Large surveys of the general public indicate that people have sensitivity to scents that are worn by others. Artificial scents may be designed to make us more attractive but in reality they can result in unintended harm to people who are vulnerable. That is why artificial scents are deemed to be inappropriate in certain environments, especially in hospitals.
The surveys show that nearly 30 percent of people report being sensitive to scents worn by others. 27 percent of those who have asthma indicate that their symptoms are worsened with exposure to artificial scents. Emerging evidence confirms this and suggests that asthma can be aggravated by artificial scents. It is believed that nearly 47 percent of the burden of asthma can be attributed to allergic, eosinophilic mechanisms while the remainder may be caused by irritant-triggered neutrophilic inflammation in the airways. An asthma attack can be triggered by stimuli such as second-hand cigarette smoke, cleaning fluids such as bleach, perfume and other strong odours.
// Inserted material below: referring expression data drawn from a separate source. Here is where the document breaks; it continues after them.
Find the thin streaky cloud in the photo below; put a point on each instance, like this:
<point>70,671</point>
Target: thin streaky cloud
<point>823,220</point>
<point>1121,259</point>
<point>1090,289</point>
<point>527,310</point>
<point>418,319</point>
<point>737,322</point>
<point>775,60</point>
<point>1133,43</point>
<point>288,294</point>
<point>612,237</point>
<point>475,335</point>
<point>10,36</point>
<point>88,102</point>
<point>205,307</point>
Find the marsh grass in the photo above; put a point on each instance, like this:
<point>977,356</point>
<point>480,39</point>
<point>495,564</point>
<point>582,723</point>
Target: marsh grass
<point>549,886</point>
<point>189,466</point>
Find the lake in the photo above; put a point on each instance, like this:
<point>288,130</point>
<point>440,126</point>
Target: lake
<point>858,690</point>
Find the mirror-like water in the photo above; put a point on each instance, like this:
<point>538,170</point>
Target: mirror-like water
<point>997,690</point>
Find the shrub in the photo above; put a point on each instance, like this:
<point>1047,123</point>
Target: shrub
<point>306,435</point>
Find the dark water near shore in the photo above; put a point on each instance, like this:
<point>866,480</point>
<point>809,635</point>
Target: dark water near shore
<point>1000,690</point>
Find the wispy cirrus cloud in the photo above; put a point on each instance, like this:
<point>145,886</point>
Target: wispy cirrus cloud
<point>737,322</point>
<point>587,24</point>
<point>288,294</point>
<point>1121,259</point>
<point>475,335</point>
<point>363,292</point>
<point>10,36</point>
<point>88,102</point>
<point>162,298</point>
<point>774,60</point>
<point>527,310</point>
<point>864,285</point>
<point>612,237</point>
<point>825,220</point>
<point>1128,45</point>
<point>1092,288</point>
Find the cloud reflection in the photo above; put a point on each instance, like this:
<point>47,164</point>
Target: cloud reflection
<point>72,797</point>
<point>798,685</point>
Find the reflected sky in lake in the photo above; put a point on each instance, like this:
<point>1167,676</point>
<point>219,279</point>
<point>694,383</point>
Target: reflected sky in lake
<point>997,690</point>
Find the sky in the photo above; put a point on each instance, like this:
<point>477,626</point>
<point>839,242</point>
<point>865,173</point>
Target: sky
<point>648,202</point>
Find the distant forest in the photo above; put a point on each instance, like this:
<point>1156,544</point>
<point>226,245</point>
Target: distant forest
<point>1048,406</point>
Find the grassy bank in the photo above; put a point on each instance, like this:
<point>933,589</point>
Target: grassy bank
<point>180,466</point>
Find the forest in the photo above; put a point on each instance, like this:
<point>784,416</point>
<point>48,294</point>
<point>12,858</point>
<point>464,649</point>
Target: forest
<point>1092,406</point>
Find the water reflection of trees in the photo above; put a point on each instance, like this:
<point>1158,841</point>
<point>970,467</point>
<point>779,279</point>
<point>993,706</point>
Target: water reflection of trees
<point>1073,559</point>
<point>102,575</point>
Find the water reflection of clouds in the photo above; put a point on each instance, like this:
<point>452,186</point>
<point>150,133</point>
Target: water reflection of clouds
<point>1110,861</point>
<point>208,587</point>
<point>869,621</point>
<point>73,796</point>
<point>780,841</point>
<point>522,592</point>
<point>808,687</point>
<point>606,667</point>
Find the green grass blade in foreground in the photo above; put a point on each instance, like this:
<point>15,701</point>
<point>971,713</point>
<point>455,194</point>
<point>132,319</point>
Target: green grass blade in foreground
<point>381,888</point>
Since hospitals comprise of vulnerable patients - often with asthma and other upper airway or skin sensitivities, exposure to artificial scents during interaction with other patients, staff members and visitors can worsen their clinical conditions. Therefore, there is very little justification as to why hospitals should tolerate artificial scents.
While federal and provincial human rights acts require accommodation for employees who are sensitive to scents in the workplace, there is no such requirement for patients in hospitals or clinics.There have been cases where workers have sued companies to have workplace policies changed regarding artificial scents but for patients, similar opportunities do not exist.
Public places usually promote a scent-free environment and some hospitals also do the same. However, since this is not a legal requirement, it is not a mandatory policy in hospitals and is also not a criteria that needs to be fulfilled for accreditation.
Since the impact of artificial scents on clinical conditions can be quite negative, it is important to ensure that the air we breathe in in healthcare facilities is free from artificial scents. This should become a uniform policy as it can help promote the safety of all parties involved - patients, staff and visitors. Hospitals need to take the lead especially for patients that are more vulnerable and susceptible to the negative consequences of artificial scents.